The Potential for Restoration to Break the Grass/Fire Cycle in Dryland Ecosystems in Hawaii
Technical Report,30 Jan 2008,31 Oct 2016
USDA Forest Service Hilo United States
Pagination or Media Count:
Objectives This study used remote sensing and field-based experiments to provide basic scientific information and practical tools for managing and restoring tropical dry forest landscapes on military lands in the Pacific. Results have and will continue to directly benefit the military mission in the Pacific by increasing capacity to restore native forests, thereby reducing wildfire and enhancing habitat for threatened and endangered species. Technical Approach Project objectives were addressed and tested in dry forest regions on the Island of Hawaii.

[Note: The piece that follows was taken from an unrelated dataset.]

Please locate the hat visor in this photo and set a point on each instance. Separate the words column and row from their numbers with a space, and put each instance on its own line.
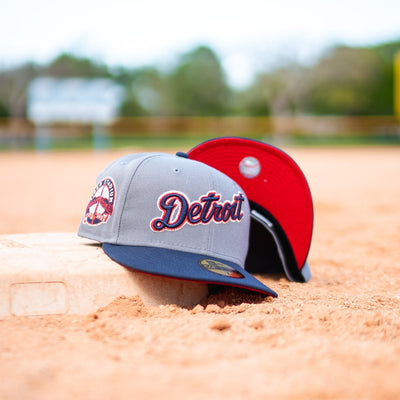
column 183, row 265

Remote sensing methods included 1 analysis of historical and current conditions, 2 high-resolution ecosystem mapping, 3 field validation of remotely sensed data, and 4 web-based satellite monitoring. Field-based methods addressed the potential for restoration of native species to alter ecosystem structure in a manner that will reduce fine fuels and fire danger. This field-based effort addressed the major barriers to restoration in a sequential manner across remnant native community types, and it developed and tested the effectiveness of a firebreak design that incorporates traditional fuel breaks i.e. strips with fuels removed mechanically grading into greenstrips planted with fire resistant native species.